COLUMBUS, Ohio — Owners of so-called “dangerous wild animals” can breathe a sigh of relief, at least for now.
The executive order banning “possession, sale, and transfer” of such animals and signed the last few days of former Ohio Gov. Ted Strickland’s term will expire on April 6, due to “fundamental structural problems” related to its legality.
Officials with Ohio Department of Natural Resources and Ohio Division of Wildlife told media during an April 4 teleconference they are working to gather the “key stakeholders” of Ohio’s animal industry, so they can put together the best plan.
“It (the order) did not have the legal support that we felt would be needed to enforce the order in the revised code,” said ODNR Assistant Director Scott Zody.
The order originated during a last-minute deal Strickland made with Ohio’s farm groups and Washington, D.C.-based Humane Society of the United States in late June, to keep the animal rights organization from pursuing a statewide ballot initiative in Ohio.
Officials said the most likely stakeholders will be Ohio Department of Agriculture, Ohio Association of Animal Owners, HSUS and others. Meeting dates have not yet been determined, nor has the source of funding, but the department hopes to have the work completed in a matter of “months, not years.”
“I think we’re going to be very aggressive on this,” Zody said.

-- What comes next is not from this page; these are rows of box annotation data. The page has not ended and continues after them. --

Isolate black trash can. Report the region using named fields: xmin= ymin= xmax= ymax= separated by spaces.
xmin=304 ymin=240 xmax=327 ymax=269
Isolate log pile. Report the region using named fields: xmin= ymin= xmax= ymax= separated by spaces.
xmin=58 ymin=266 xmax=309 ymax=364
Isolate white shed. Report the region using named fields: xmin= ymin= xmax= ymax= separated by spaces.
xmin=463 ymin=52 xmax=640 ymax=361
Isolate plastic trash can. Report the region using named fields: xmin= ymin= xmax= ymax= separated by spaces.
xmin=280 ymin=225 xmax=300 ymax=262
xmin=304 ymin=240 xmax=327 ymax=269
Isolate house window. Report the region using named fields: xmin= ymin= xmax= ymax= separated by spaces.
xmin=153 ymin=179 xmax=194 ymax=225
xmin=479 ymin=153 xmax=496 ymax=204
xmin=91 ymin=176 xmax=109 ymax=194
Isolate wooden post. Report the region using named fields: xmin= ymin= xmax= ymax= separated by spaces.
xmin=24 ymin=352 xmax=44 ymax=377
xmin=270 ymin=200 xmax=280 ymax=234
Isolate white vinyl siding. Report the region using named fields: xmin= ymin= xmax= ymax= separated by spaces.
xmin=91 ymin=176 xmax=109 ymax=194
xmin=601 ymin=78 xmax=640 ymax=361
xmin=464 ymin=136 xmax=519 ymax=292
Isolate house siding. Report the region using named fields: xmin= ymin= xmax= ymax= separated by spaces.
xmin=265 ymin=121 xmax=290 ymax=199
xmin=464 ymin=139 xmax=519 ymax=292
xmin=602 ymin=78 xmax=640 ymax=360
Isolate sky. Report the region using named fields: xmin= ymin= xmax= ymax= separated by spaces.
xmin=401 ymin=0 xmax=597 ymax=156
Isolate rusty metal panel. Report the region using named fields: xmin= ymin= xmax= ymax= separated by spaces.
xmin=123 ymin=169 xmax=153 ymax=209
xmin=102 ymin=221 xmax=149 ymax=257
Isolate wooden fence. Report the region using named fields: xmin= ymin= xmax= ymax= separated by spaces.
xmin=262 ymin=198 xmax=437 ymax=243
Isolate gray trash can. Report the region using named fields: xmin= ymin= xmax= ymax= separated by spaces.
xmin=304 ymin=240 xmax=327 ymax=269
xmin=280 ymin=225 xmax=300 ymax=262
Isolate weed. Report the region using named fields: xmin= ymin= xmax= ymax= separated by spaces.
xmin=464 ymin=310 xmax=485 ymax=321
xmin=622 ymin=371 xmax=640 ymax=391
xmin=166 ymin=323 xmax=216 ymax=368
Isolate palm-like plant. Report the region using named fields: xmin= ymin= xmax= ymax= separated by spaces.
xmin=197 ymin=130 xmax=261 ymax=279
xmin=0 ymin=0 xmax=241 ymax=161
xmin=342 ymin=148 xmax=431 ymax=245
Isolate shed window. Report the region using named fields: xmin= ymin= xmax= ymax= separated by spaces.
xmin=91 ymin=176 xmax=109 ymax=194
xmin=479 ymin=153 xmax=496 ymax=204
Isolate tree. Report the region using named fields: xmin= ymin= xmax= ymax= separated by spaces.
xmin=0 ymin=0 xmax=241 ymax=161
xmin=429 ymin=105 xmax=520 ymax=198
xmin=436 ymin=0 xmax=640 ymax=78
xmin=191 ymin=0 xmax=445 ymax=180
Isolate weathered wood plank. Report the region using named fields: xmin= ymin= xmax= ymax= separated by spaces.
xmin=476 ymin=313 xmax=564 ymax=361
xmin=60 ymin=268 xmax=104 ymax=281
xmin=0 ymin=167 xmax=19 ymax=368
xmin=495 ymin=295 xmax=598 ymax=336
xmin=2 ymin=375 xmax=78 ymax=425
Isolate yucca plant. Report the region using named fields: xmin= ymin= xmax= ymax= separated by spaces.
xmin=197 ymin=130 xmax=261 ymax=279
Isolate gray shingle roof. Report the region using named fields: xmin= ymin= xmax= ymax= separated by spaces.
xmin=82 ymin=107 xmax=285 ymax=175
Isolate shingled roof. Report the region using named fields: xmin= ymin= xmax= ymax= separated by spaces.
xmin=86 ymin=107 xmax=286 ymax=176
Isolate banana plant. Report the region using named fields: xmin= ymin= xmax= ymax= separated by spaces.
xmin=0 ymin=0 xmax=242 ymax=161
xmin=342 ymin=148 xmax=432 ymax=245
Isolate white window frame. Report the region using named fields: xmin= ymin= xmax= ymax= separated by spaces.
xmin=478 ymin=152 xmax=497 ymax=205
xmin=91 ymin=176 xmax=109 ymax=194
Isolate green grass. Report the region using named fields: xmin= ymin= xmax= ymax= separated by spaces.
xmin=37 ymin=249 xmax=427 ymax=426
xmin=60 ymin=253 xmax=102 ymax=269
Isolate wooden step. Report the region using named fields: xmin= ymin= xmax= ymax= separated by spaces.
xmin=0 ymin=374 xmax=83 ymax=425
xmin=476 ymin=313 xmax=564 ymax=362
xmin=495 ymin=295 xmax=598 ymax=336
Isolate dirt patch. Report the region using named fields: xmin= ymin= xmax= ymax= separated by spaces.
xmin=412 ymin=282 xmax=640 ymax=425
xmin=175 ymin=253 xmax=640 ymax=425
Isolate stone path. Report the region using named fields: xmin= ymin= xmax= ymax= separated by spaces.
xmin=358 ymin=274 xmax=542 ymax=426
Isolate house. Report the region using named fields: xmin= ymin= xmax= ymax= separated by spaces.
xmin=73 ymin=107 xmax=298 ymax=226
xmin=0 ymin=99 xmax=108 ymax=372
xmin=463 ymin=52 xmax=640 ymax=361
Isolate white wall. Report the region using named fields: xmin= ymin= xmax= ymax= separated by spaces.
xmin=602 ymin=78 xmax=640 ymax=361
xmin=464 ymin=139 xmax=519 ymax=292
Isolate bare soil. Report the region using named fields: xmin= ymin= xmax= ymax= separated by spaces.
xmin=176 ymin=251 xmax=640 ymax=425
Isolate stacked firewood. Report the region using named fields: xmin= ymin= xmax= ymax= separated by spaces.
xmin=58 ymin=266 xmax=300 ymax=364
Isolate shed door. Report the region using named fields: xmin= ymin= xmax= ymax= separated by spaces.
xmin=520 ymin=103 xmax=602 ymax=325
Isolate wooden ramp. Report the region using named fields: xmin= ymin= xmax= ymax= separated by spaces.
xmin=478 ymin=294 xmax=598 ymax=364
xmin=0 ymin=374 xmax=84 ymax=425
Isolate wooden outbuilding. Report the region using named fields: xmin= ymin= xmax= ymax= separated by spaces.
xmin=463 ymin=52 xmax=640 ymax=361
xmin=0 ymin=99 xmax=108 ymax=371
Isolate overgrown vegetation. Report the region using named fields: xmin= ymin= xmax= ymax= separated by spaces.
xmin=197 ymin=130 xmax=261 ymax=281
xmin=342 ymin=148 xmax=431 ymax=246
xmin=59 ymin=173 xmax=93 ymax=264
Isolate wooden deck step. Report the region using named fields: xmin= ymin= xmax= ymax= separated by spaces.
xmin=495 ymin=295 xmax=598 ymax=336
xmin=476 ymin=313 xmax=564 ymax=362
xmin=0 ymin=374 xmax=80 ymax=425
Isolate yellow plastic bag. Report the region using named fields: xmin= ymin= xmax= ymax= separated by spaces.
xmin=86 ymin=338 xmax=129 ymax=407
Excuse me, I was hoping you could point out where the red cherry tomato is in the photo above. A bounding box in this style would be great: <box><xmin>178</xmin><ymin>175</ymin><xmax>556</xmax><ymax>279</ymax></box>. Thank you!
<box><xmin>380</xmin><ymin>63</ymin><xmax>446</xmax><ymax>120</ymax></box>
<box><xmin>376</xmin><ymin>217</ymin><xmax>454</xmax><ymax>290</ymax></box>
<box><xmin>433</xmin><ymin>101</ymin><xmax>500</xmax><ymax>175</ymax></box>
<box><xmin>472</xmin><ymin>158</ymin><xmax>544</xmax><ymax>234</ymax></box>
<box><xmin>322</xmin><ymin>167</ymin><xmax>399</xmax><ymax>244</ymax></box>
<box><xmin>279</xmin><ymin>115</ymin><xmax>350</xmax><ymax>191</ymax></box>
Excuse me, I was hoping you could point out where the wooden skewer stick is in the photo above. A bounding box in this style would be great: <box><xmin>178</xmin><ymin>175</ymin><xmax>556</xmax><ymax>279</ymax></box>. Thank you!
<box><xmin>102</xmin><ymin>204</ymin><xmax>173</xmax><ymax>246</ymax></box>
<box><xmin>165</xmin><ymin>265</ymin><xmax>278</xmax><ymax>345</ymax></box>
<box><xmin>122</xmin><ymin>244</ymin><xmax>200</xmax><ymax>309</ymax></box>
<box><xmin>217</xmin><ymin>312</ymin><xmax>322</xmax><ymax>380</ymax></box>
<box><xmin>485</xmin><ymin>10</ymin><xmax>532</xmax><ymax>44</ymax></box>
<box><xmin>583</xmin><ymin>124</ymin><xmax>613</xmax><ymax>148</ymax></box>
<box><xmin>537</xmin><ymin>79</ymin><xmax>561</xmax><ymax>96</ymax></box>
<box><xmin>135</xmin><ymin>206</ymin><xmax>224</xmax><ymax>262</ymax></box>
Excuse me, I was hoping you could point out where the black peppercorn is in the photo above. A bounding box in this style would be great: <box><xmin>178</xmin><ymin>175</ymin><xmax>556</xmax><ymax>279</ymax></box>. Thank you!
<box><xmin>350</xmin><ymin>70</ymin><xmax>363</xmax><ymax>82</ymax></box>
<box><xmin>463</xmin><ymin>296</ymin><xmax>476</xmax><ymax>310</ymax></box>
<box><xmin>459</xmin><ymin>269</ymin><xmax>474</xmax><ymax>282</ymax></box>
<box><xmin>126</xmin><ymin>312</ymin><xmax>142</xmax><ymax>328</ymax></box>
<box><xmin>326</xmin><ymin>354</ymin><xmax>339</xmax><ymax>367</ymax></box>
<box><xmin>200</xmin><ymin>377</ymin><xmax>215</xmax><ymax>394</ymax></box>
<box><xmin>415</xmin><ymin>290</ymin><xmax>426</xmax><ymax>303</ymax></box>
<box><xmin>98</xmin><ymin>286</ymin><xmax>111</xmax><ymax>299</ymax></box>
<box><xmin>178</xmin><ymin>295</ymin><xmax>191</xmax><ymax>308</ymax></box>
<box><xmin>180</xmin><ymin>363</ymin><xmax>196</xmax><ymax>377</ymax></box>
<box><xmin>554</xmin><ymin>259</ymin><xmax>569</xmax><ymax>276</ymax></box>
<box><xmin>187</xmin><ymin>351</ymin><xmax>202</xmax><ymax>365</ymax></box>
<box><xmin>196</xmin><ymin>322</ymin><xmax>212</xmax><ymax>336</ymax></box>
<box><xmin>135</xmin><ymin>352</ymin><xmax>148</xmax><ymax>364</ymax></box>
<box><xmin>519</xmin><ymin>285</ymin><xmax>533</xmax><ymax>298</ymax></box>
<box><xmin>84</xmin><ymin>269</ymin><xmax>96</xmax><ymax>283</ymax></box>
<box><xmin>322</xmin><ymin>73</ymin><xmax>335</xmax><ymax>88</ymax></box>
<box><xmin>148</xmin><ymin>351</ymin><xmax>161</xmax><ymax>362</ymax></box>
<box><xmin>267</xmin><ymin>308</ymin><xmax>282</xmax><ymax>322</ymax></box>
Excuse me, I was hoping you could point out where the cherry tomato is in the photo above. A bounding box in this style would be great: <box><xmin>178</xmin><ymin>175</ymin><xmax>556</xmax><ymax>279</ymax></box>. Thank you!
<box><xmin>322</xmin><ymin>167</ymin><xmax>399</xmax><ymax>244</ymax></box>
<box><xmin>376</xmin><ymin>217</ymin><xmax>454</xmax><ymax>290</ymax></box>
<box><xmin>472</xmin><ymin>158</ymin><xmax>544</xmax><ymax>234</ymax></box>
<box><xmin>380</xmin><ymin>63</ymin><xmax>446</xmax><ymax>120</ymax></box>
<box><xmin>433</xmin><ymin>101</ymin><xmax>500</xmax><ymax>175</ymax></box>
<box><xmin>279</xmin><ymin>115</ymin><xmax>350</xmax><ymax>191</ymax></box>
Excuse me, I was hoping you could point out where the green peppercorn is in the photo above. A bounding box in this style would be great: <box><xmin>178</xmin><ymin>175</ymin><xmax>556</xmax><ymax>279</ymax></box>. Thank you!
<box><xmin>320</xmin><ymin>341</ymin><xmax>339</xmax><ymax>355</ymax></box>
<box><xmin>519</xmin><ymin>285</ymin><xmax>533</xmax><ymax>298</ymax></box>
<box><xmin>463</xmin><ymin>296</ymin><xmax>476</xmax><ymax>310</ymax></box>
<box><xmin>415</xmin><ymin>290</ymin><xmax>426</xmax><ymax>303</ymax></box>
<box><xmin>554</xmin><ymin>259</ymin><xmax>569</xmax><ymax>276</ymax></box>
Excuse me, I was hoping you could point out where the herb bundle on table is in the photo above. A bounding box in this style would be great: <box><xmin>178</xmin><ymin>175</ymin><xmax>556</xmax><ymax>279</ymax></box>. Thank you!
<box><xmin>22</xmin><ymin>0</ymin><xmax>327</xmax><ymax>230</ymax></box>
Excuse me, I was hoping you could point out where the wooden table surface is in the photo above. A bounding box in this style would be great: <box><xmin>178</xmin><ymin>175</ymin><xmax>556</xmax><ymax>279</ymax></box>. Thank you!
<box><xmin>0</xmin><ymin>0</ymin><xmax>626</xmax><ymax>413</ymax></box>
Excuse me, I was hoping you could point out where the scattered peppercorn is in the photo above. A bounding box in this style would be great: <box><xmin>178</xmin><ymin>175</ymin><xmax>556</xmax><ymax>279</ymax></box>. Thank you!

Currently, incidences involving “dangerous wild animals” are mostly handled by local authorities, and the ODNR does not have regulatory authority. The Department of Wildlife did not have any numbers for the kinds or types of incidents reportedly occurring.
But officials said attention to the keeping of these kinds of animals has been on the rise, with “a lot of concerns” coming from the public involving facilities and peoples’ perceptions.
“Some of them may be perceived and some may be factual,” said Jim Lehman, law enforcement administrator.
Supporters of the ban have argued these kinds of animals belong in the wild, and are a public safety hazard and a burden to local government and law enforcement.
“Private citizens generally cannot provide the sophisticated care these animals require in captivity,” HSUS said in a statement.
Opponents say the animals cause no more harm than other animals, and fear a ban could be the beginning of the end for other animals, including livestock.
“There is no exotic animal emergency in Ohio,” said Polly Britton, OAA legislative assistant.
Zody was asked what the expiration means to the agreement reached with HSUS.
ODNR was not a negotiating party, but officials said they informed HSUS about the decision, and based on what they know, “this is not jeopardizing the agreement that was made under the previous administration.”
According to an ODNR statement, Gov. John Kasich “supports the regulation of dangerous wild animals to ensure the public’s safety and animals’ humane treatment. He also believes any new regulations should be developed in a transparent way with input from the public and those who have interests at stake.”
ODNR is accepting public comments on the matter at www.ohiodnr.com/tabid/23166/Default.aspx.